Les États-Unis se servent de leur base industrielle militaire pour développer des capacités civiles qui nous submergent et dont nous devenons dépendants. Nous avons raté beaucoup de virages technologiques parce que nous n'avons pas cette stratégie au niveau européen. Votre proposition de résolution vise donc juste, mais gagnerait à réaffirmer que nous devons développer une stratégie de puissance pour espérer en tirer des bénéfices civils. J'espère que les Européens progresseront dans ce chemin car la France est un peu trop seule à tenir ce discours. On ne peut pas prétendre défendre les mêmes valeurs tout en refusant de développer une stratégie de puissance.
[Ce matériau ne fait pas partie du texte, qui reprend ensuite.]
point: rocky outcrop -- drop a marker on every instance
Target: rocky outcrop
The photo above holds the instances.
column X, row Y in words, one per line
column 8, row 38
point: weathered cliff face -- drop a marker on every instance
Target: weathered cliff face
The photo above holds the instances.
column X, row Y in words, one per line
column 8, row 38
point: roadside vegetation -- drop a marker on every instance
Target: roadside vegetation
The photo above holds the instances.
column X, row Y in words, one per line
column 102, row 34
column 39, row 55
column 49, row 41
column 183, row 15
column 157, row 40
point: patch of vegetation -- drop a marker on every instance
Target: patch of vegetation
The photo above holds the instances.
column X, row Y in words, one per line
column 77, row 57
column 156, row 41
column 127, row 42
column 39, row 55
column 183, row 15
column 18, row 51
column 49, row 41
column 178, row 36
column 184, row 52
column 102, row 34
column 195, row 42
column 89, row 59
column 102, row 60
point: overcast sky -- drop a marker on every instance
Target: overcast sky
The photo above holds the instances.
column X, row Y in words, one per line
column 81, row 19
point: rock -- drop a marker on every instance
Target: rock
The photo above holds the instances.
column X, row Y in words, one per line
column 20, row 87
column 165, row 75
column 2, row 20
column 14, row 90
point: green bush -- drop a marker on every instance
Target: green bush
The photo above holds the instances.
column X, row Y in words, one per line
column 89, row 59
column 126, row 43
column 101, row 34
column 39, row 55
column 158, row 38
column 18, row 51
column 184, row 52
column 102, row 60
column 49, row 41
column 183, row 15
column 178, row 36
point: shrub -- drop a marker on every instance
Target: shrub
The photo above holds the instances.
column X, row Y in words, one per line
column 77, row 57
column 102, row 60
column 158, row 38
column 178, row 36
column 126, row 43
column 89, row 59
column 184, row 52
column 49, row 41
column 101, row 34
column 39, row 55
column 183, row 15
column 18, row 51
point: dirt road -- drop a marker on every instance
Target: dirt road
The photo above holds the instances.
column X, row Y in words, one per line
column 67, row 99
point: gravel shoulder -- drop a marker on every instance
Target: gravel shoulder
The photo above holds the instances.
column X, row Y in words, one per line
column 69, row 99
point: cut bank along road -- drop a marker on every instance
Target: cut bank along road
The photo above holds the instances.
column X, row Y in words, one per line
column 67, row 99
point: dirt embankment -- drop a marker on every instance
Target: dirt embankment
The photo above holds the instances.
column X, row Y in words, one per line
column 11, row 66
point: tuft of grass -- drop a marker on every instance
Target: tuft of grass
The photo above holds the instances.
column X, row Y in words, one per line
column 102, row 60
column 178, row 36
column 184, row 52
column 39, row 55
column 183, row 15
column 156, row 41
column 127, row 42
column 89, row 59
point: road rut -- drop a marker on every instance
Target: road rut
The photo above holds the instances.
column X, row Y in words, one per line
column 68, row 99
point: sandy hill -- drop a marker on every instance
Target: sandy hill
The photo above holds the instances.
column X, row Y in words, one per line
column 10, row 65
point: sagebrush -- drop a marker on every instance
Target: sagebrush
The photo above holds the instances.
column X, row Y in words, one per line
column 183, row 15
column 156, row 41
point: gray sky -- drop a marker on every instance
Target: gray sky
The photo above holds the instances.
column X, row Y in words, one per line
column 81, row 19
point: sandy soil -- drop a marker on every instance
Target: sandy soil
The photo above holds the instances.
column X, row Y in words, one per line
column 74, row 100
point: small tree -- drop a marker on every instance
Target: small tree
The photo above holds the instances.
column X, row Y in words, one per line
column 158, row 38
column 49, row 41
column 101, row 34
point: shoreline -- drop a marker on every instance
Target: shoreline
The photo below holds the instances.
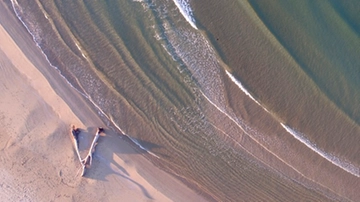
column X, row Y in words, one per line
column 51, row 106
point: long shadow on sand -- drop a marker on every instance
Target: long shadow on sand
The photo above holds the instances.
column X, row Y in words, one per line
column 110, row 146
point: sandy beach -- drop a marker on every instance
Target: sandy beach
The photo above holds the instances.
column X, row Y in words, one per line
column 38, row 161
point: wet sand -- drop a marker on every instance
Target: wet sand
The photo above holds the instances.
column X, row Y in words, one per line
column 38, row 161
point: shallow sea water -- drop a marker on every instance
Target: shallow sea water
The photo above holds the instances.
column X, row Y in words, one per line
column 244, row 100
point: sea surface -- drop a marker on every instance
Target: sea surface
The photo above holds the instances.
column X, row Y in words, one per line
column 242, row 100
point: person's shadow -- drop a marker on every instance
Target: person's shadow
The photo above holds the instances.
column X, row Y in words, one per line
column 109, row 146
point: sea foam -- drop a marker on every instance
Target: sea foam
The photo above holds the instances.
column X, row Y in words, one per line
column 348, row 167
column 186, row 11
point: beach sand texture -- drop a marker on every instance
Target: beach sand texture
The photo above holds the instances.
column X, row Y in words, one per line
column 37, row 159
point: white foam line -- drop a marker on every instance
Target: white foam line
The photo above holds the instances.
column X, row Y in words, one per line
column 186, row 11
column 239, row 84
column 15, row 6
column 348, row 167
column 334, row 160
column 280, row 159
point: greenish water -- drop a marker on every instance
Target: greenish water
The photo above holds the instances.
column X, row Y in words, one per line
column 245, row 100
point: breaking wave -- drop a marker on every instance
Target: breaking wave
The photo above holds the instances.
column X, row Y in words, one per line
column 186, row 11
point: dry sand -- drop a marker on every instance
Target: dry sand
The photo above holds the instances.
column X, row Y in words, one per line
column 37, row 157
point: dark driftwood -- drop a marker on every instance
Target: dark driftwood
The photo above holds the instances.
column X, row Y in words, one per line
column 86, row 162
column 75, row 132
column 88, row 159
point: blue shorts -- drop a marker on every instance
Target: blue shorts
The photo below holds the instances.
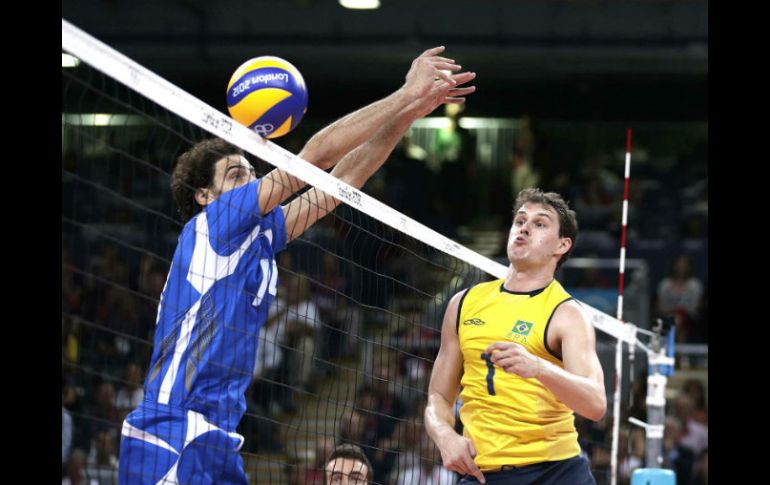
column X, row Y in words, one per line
column 165, row 445
column 572, row 471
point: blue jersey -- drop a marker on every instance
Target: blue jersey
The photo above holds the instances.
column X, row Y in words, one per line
column 220, row 286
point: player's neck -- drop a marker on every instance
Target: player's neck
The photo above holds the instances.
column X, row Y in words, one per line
column 527, row 279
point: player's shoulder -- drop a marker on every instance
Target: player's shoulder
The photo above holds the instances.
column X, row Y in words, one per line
column 569, row 316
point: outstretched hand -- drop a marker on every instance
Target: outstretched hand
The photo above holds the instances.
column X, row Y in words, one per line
column 428, row 83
Certes, il y a des barbares islamistes, mais il y a aussi des gens qui veulent nous asservir avec leurs technologies, qu'elles soient chinoises ou américaines, et qui nous considèrent davantage comme une colonie que comme une puissance européenne indépendante, avec sa culture et ses différentes nations. C'est cela, la question principale de nos temps modernes : nos enfants connaîtront-ils la même indépendance et la même liberté que celles qui nous ont été données lorsque nous sommes nés ? Je n'en suis pas sûr. C'est à cela que l'Europe devrait principalement servir.